Above. South Hill Park, Berkshire, England. Interior view.
This image was collected at the rate of a pixel every second via the internet
in vertical bands.
It depicts the 21 hours and 20 mins (approx.) leading up to Monday 12th
September at 14.21pm
Catalogue essay for
The Blur of The Otherworldly: Contemporary Art, Technology and the Paranormal
by Jane Marsching
The Spectrascope, 2005
British artist, Susan Collins has worked in electronic media for almost
two decades, creating interdisciplinary projects in a wide range of media
including sound, internet, robotic, video and interactive installation,
often in site specific public locations. Curious about the perceptual
glitches between the real and the artificial, Collins latest piece, The
Spectrascope, is an installation in which we watch an apparent haunting
of a haunted manor house, South Hill Park in Berkshire, England, infamous
for ghost sightings.
An image of an ornate chandelier hanging over a grand balcony is captured
by a digital video camera installed in the manor for the duration of the
exhibition and transmitted to the US via the internet.

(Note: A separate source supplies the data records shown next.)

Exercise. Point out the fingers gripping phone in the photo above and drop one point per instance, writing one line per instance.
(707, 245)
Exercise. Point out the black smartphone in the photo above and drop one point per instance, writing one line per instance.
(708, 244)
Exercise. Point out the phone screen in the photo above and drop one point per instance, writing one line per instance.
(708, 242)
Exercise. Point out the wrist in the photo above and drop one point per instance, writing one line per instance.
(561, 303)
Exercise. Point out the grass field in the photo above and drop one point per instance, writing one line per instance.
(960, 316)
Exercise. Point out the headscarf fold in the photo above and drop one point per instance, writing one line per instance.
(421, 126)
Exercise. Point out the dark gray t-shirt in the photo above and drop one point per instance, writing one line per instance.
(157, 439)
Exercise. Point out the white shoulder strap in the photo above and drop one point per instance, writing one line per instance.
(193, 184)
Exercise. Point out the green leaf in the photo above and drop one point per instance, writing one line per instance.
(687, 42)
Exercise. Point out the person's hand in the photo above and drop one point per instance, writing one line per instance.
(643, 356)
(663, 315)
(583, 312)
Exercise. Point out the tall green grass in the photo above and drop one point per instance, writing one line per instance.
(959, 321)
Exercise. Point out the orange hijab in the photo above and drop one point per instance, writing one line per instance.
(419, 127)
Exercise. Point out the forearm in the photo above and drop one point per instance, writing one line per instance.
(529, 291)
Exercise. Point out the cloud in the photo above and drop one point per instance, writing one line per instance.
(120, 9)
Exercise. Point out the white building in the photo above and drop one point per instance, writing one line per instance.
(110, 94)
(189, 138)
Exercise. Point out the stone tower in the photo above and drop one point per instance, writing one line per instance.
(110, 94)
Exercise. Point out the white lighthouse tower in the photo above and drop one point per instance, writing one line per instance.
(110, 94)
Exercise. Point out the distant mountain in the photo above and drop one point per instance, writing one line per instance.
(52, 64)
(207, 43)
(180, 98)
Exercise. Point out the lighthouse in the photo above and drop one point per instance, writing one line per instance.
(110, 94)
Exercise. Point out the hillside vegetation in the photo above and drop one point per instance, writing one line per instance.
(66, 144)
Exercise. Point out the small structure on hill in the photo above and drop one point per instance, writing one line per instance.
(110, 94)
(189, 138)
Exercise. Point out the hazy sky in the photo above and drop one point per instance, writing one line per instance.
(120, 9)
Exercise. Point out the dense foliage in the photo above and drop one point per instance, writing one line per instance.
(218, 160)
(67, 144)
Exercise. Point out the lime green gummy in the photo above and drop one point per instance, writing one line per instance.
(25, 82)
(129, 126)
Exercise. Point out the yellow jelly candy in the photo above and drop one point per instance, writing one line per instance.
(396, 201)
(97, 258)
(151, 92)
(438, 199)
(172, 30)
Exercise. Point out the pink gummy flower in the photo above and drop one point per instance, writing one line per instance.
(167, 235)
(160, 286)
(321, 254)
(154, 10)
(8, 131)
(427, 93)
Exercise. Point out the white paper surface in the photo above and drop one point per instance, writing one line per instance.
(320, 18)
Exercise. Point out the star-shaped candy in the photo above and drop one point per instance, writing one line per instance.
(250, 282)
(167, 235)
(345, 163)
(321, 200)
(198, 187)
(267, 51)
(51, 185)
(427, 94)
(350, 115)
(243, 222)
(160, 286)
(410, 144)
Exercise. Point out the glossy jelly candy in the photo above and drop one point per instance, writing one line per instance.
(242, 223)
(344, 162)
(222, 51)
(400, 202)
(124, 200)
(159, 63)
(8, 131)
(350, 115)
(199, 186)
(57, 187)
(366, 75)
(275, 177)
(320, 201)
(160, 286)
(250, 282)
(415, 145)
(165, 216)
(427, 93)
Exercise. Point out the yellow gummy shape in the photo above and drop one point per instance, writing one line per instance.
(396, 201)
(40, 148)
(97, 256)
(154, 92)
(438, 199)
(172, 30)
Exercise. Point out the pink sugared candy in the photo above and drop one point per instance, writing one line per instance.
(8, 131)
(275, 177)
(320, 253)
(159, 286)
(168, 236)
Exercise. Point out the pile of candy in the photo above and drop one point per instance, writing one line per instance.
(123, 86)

What we are actually
seeing is an image constructed pixel by pixel; every second one pixel
at a time from top left to bottom right is replaced. The screen, which
is 320 x 240 pixels or 76,800 seconds, shows us just under one day of
pixels in one extended timelapse image of the site.

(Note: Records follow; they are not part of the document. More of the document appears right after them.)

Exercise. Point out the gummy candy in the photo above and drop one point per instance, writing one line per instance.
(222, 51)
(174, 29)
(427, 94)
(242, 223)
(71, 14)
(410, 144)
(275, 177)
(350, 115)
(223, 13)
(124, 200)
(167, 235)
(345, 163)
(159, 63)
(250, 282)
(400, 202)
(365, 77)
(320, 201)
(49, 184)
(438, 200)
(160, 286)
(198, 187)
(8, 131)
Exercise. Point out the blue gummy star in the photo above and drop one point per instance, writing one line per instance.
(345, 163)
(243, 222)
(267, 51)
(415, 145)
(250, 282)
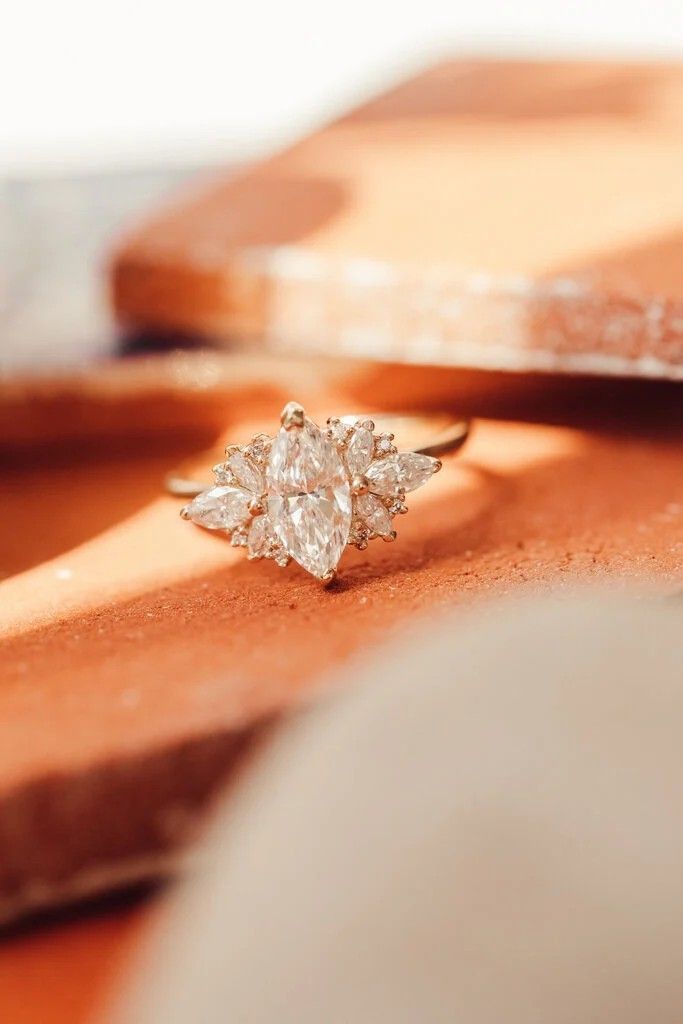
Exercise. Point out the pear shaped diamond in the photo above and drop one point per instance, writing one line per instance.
(374, 514)
(403, 471)
(308, 497)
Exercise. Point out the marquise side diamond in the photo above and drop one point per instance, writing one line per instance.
(307, 493)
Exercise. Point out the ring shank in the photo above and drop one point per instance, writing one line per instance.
(439, 435)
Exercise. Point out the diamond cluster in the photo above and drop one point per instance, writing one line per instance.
(307, 493)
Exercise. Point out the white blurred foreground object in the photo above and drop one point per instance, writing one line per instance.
(486, 828)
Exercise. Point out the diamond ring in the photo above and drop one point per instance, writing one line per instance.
(308, 493)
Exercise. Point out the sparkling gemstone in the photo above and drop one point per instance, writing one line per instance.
(374, 514)
(359, 451)
(402, 471)
(220, 508)
(308, 497)
(246, 472)
(260, 538)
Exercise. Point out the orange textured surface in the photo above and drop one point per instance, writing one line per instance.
(62, 973)
(138, 651)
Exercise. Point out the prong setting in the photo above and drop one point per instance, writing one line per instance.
(292, 416)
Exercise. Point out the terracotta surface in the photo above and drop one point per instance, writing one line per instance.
(139, 653)
(517, 215)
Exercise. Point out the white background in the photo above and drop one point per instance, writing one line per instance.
(88, 85)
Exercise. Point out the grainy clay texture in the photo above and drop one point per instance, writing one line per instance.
(512, 215)
(139, 652)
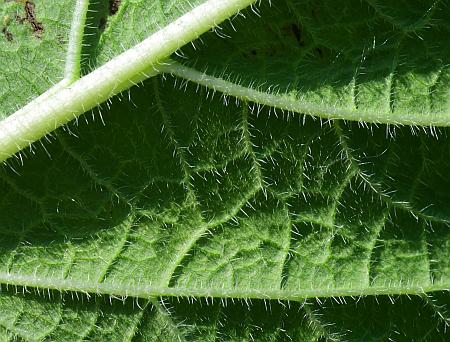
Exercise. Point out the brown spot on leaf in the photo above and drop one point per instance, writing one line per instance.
(114, 6)
(30, 16)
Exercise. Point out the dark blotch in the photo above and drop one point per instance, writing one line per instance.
(30, 16)
(114, 6)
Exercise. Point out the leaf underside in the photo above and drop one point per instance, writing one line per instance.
(175, 212)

The piece echoes parapsychologists’ technological investigations
of haunted sites, but the emphasis on data collection is taken to an absurd
level. Details like people passing in front of the webcam are registered
infinitesimally. The technology itself finds the spirits haunting the
manor in the form of variations in image from the passing of time as people
pass through the space or day turns to night.
What we are left with is an evanescent compiled image of time, redolent
with an uncanny sense of the presence of something, be it ghosts or real
people, in the manor. The image is on the borderline between signal and
noise, an uncomfortable space where our perceptions are heightened as
we seek to determine what is interference and what is real, what is random
and what is intentional, what is a spectre and what is lived.